※ 著作権や肖像権などの都合により、全体または一部を配信できない場合があります。

八重山地区の教科書問題で、文部科学省はきょう、竹富町教育委員会に対し、地方自治法に基づく是正要求を出しました。国が市町村に直接是正要求するのは、全国で初めてです。

是正要求とは国が市町村に違法行為があったり不適切な事務処理があると判断したとき国は都道府県から市町村に「従うよう」伝えなさいと言います。ただ、今回は県が伝えなかったとして、直接市町村に、要求を出しました。

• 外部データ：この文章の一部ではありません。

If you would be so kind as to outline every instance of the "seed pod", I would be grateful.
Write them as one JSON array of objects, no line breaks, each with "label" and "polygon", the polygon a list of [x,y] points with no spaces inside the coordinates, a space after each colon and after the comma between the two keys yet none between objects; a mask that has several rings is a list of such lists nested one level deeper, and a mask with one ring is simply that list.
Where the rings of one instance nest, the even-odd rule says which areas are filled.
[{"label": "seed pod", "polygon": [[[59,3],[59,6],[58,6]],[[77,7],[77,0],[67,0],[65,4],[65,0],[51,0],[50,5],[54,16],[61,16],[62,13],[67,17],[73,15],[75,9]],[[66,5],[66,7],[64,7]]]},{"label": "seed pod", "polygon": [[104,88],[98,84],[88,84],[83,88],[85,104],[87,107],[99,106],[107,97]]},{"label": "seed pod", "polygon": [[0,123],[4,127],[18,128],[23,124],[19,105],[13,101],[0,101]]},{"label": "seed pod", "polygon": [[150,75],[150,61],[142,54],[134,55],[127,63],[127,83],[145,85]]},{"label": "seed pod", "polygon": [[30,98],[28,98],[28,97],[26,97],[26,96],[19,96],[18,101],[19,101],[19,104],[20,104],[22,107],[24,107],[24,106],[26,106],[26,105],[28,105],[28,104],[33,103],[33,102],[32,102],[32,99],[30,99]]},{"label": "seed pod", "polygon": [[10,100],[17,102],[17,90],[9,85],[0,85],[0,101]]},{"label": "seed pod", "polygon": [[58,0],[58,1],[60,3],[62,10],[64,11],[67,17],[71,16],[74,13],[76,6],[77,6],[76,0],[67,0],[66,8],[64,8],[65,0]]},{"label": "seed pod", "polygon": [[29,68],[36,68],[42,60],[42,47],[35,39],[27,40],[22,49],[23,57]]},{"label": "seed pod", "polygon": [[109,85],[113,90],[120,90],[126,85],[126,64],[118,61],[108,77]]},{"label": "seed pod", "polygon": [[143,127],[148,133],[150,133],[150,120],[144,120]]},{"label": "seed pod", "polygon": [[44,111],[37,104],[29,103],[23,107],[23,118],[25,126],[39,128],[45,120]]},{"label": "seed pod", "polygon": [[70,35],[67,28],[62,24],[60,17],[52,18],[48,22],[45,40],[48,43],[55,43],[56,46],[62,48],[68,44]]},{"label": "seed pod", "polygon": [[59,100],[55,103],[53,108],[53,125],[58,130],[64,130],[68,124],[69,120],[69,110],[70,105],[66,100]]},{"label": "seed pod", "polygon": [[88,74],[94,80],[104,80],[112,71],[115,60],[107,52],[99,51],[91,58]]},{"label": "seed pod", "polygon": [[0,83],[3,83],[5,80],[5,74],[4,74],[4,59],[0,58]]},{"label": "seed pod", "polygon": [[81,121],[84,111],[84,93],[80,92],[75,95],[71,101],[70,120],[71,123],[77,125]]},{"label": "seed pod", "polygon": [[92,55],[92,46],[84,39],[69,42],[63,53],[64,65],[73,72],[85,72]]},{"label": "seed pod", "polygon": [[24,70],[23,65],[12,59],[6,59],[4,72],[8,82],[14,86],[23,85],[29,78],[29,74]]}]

文部科学省は、14日八重山地区の採択協議会が選んだ教科書とは別の教科書を使っている竹富町教育委員会に対し、教科書無償措置法に違反しているとして、是正を要求する文書を送付しました。

下村文部科学大臣は「違法状態なわけですから、法治国家として解消するのは当然のことだと思います」と話します。国が市町村に直接是正要求するのは、全国で初めてで県内にも波紋が広がっています。

竹富町教育委員会慶田盛教育長は「教育は絶対中立性を保たんといかんと言っておきながら、今文科省は実際恣意的な介入じゃないですか。」「現場に対する見方考え方からも文科省も姿勢を改めてほしいなとこちらからも言いたいです」と言い、仲井眞知事は「沖縄のこれまでの歴史、県民感情など含めて、色々な要素があるだろうなという感じも無論否定できません」「見守っていかざるをえないかなと思っています」と話していました。

一方、教育学の専門家は、異例の措置に踏み切った国の姿勢に疑問を投げかけます。琉球大学名誉教授(教育学)高嶋伸欣さんは「同じ教科書を選ぶように、話し合いをとことん続けてくださいと要求するのが政府の立場のはずなんで。それを竹富町だけが悪いという話に持っていこうとして、イメージづけする違法という用語を使っているというところが、逆に言いますと政府の法律の解釈と運用を恣意的・便宜的に行ってはいけないという大原則に違反している違法行為なんですね」と指摘します。

是正要求は、自治体に対応を見直す法的義務がある一方、罰則はありません。現時点ではこういった国の強硬措置で、事態が収束するかは不透明な状況です。竹富町では24日に、対応を協議する予定です。